Senator quits over corruption probe
Arthur Sinodinos. Picture: AAP

Just over two weeks from the WA Senate repeat election, the Abbott Government has lost its first minister amid a corruption probe.

Assistant treasurer Arthur Sinodinos stepped down yesterday, saying he did not want the Government's work to be distracted by a "sideshow".

But Labor has vowed to pursue the Prime Minister over the matter, with Opposition Leader Bill Shorten claiming Tony Abbott knows more about the affair than he is willing to reveal.

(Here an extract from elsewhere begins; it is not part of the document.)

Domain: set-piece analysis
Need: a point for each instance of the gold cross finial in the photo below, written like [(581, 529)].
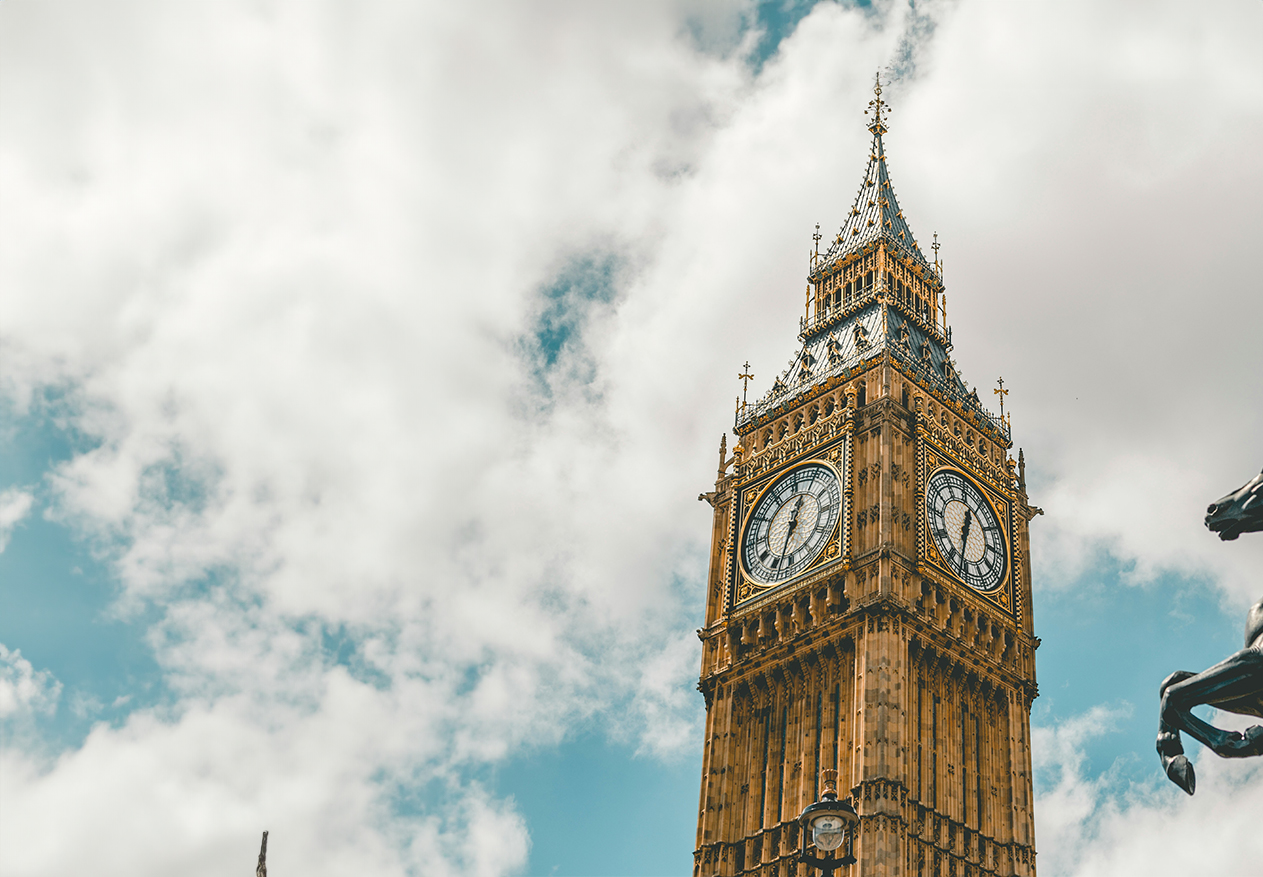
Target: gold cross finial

As well as embarrassing the Liberals ahead of the April 5 poll, Senator Sinodinos' departure from the ministry leaves a big hole in the Government's economic team seven weeks from its first Budget. Finance Minister Mathias Cormann will assume his responsibilities.

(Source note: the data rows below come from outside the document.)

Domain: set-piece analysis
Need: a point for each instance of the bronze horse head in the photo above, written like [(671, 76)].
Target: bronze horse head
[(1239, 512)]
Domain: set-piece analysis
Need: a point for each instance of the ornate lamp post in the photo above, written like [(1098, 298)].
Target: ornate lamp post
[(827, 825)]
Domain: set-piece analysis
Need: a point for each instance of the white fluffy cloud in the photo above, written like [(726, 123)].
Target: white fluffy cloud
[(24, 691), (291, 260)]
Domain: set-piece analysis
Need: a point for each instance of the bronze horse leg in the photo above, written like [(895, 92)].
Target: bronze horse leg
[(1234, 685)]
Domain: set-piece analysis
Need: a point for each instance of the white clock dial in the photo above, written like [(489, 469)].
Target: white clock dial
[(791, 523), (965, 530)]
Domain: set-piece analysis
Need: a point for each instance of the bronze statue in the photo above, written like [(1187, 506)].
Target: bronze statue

The NSW Independent Commission Against Corruption is investigating the dealings of Australian Water Holdings, which paid Senator Sinodinos $200,000 a year for working two hours a week as director and then as its chairman.

The ICAC hearing was told on Monday that Senator Sinodinos stood to pocket up to $20 million in shares from a contract between AWH and the Sydney Water Corporation and that he was employed to open doors with the Liberal Party.

In the period that Senator Sinodinos was AWH director, the company gave more than $75,000 to the NSW Liberal Party of which Senator Sinodinos was treasurer.

He has denied any knowledge of the donations.

Senator Sinodinos has said he was "shocked and disappointed" to learn of AWH's financial links with disgraced Labor powerbroker Eddie Obeid, despite Mr Obeid's son and nephew being employed by the company.

Yesterday, while Labor used Parliament to demand he explain alleged discrepancies in his story, Senator Sinodinos visited Mr Abbott to inform him he would step down.

"I do not want this sideshow to be an unnecessary distraction to the important work of the Government which I am proud to serve," Senator Sinodinos told the Senate. Mr Abbott said Senator Sinodinos, John Howard's former chief of staff, had done the "right and decent thing" in stepping aside.

He said he looked forward to Senator Sinodinos' "restoration" to the ministry but confirmed he would not draw on his ministerial salary or receive any ministerial entitlements.

Mr Shorten said Mr Abbott had failed to articulate why on Tuesday he could have full confidence in Senator Sinodinos but by yesterday was content to see him step down.